From an article in built in by Jeff Link.
Analyses from Data Bridge Market Research predict the photogrammetry software market will see a compound annual growth rate of more than 13 percent between 2021 to 2028, with photogrammetry software expected to reach a market value of $2.56 billion by 2028.
“I think the big revolution has been with drones,” Tristan Randall, a strategic project executive at the architectural software company Autodesk, said. “In the context of a construction project, for example, where you want to monitor your site conditions, you can purchase drones that cost a couple thousand dollars. So capturing the photogrammetric data has become much, much easier.”

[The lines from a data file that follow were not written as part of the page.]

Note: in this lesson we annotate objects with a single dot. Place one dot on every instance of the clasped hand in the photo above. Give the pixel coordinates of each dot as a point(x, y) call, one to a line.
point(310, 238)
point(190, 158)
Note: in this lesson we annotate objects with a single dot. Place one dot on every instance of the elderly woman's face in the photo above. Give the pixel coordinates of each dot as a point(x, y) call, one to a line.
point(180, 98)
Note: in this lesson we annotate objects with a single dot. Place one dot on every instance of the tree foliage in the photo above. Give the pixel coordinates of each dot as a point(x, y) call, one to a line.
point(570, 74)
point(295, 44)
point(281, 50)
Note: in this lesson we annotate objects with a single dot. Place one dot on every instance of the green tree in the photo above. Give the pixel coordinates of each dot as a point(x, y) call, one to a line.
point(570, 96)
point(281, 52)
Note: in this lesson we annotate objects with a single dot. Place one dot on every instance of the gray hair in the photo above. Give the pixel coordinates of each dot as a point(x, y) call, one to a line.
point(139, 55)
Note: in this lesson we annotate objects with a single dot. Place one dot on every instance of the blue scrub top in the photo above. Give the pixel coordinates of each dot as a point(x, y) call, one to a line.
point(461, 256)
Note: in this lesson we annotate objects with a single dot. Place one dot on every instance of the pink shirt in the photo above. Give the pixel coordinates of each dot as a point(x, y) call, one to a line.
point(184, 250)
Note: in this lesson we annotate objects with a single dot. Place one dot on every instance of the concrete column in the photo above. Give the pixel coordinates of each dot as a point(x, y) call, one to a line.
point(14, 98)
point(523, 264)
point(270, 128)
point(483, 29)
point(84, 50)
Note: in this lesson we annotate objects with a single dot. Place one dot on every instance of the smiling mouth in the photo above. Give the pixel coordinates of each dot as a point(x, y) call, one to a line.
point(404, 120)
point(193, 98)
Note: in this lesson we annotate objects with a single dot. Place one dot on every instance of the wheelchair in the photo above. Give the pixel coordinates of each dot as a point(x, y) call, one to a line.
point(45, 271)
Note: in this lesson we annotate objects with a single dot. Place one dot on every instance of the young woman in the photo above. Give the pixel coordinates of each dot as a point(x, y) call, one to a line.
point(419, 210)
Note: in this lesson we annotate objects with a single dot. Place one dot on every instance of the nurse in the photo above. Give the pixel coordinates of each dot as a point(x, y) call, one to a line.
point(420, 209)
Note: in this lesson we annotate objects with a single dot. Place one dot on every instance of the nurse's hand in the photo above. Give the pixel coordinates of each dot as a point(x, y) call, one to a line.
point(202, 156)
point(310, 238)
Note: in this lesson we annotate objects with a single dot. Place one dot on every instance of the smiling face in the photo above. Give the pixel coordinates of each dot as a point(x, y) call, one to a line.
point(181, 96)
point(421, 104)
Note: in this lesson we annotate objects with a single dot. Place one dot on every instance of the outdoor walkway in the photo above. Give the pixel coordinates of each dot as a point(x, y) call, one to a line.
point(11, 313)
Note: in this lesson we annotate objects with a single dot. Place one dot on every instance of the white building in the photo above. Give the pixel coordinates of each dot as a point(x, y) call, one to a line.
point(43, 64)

Photogrammetry does not require highly sophisticated cameras, Randall said. It can be performed using digital single-lens reflex (DSLR) cameras, video reels, satellite photos or even images captured with an iPhone — virtually any digital camera that can store multiple images.
But the low-cost availability of drones has opened a once largely terrestrial application to a range of new airborne possibilities — from creating large-scale maps to assessing crop health or planning for emergency relief operations to producing lifelike 3D models of buildings, roadways and flood zones.
A photogrammetrist can buy a serviceable drone for as little as $800, said Christopher Kabat, the owner and founder of the drone consultancy ProAerial Media. Once programmed, the drone can capture hundreds of photos of a large-scale real-world environment, like a subdivision or city district, in hours.
Prior to the flight, the pilot selects the flight path and the number of photos the camera will take, based on their desired output resolution. Outfitted, typically, with a one- to two-inch diameter camera on a rotating gimbal, the drone passes back and forth over the landscape taking pictures — hundreds of them — for later processing.